Airbus completó las pruebas de vuelo de su sistema de rodaje, despegue y aterrizaje autónomo (ATTOL). El trabajo culminó en un vuelo totalmente automatizado basado en la visión de un avión A350-1000, logrado, de acuerdo con un comunicado de prensa publicado el pasado 29 de junio, mediante el uso de la tecnología de reconocimiento de imagen a bordo que el fabricante describió como el primero del mundo.
Se realizaron más de 500 vuelos de prueba como parte del proyecto enfocando alrededor de 450 de ellos para recopilar los datos de video sin procesar que los ingenieros de Airbus necesitaban para respaldar y ajustar los algoritmos para la tecnología autónoma.
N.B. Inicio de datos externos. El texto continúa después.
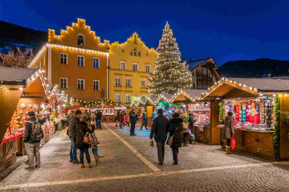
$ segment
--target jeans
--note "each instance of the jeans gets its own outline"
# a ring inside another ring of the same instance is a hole
[[[34,168],[34,157],[35,158],[36,165],[40,166],[40,153],[39,152],[39,148],[40,142],[29,143],[25,143],[25,149],[27,153],[27,156],[29,161],[29,167]]]
[[[230,139],[227,139],[227,146],[230,146],[231,144],[231,140]]]
[[[172,151],[173,151],[173,157],[174,159],[174,162],[175,163],[177,163],[179,147],[172,147]]]
[[[84,163],[83,153],[85,153],[85,158],[86,159],[87,163],[90,163],[90,155],[89,155],[89,153],[88,153],[88,148],[83,148],[80,149],[79,150],[80,151],[80,153],[79,154],[79,159],[80,160],[80,163]]]
[[[76,147],[75,145],[76,143],[76,138],[69,137],[69,139],[71,142],[71,145],[70,147],[70,159],[73,161],[77,161],[76,157]]]
[[[144,127],[145,127],[145,129],[147,129],[147,123],[142,123],[142,126],[140,127],[140,128],[141,129],[142,128],[142,126],[143,126],[144,125]]]
[[[134,129],[136,128],[136,123],[134,122],[131,122],[130,132],[133,134],[134,133]]]
[[[188,138],[189,137],[189,133],[185,133],[183,134],[183,137],[184,138],[183,142],[185,143],[188,141]]]
[[[164,159],[164,142],[165,141],[156,142],[158,157],[160,162],[163,162]]]

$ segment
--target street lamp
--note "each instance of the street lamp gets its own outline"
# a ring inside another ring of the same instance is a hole
[[[104,91],[104,90],[103,90],[103,88],[102,88],[101,89],[101,90],[100,91],[100,96],[101,97],[101,99],[103,98],[104,97],[104,95],[105,94],[105,92]]]

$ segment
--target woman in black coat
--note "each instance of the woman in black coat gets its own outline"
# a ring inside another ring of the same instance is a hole
[[[84,168],[83,154],[85,153],[88,168],[91,168],[92,166],[90,162],[90,156],[88,153],[88,144],[83,142],[83,138],[87,132],[92,133],[94,130],[91,130],[88,128],[87,123],[88,120],[86,117],[82,116],[81,120],[81,121],[77,122],[76,124],[76,143],[75,145],[80,151],[79,158],[80,160],[81,168]]]
[[[171,146],[173,151],[173,157],[174,158],[174,163],[173,164],[174,165],[178,164],[179,147],[181,147],[183,142],[182,123],[184,121],[181,118],[179,118],[180,114],[180,112],[174,113],[173,115],[173,119],[170,121],[173,127],[173,131],[170,133],[170,136],[174,135],[173,144]]]

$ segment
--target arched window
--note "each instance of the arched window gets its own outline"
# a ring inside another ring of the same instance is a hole
[[[84,45],[84,38],[82,34],[79,35],[77,37],[77,44],[82,46]]]

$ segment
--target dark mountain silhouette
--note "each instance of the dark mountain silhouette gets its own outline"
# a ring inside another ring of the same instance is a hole
[[[0,21],[0,51],[18,47],[33,48],[34,53],[48,40],[47,32],[37,31],[7,22]]]
[[[289,75],[289,61],[261,58],[251,60],[229,61],[217,70],[220,77],[256,77]]]

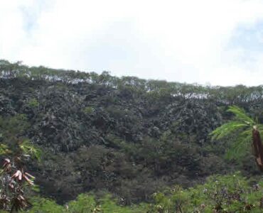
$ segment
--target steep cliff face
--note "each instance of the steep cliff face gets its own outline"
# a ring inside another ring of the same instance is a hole
[[[43,150],[43,160],[29,165],[43,194],[63,202],[83,192],[109,191],[131,203],[149,200],[167,185],[190,186],[232,170],[223,158],[227,145],[208,136],[229,118],[224,111],[232,97],[218,100],[210,89],[208,98],[193,86],[195,92],[189,87],[175,94],[160,86],[163,82],[149,90],[139,79],[132,87],[126,80],[115,87],[103,75],[92,82],[0,79],[1,117],[24,114],[28,126],[22,136]],[[236,104],[259,114],[261,102]],[[239,169],[256,173],[253,159],[244,160]]]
Se llevaron a cabo seis vuelos de prueba para evaluar las capacidades de vuelo autónomo, cada uno con cinco despegues y aterrizajes en el avión.
Bajo la dirección del equipo de Airbus UpNext, ATTOL aprovechó la experiencia técnica de varias divisiones de Airbus, incluido el equipo Project Wayfinder de Acubed que desarrolló el demostrador de tecnología del proyecto eVTOL “Vahana”, así como Airbus Defence and Space y Airbus China. El laboratorio aeroespacial nacional francés Onera también participó en el trabajo.

Según Airbus, ATTOL se concibió para explorar cómo las tecnologías autónomas, incluido el uso de algoritmos de aprendizaje automático y herramientas automatizadas para el etiquetado de datos, el procesamiento y la generación de modelos, podrían ayudar a los pilotos a centrarse más en la toma de decisiones estratégicas y la gestión de misiones durante los vuelos, en lugar de en operaciones de aeronaves. El objetivo es aumentar la seguridad operativa de los aviones existentes, pero también permitir potencialmente vuelos autónomos de los aviones de movilidad aérea urbana eVTOL de nueva generación.
«Muchos aviones ya pueden aterrizar automáticamente. Pero dependen de la infraestructura externa, como los sistemas de aterrizaje por instrumentos o las señales de GPS. ATTOL tiene como objetivo hacer esto posible utilizando únicamente la tecnología de a bordo para maximizar la eficiencia y reducir el costo de la infraestructura», explicó el líder del proyecto ATTOL, Sebastien Giuliano.

El equipo Wayfinder de Acubed desarrolló el software que, basado en la visión por computadora y el aprendizaje automático, permite que una aeronave detecte su entorno y calcule la mejor manera de navegar dentro de él. Esto se logra utilizando una combinación de sensores, que incluyen cámaras, radar basado en láser (LiDAR) y potentes computadoras a bordo.
«El desafío clave para las capacidades del piloto automático es cómo reacciona el sistema ante eventos imprevistos. Ese es el gran salto de automatizado a autónomo», dijo el ejecutivo del proyecto Wayfinder, Arne Stoschek.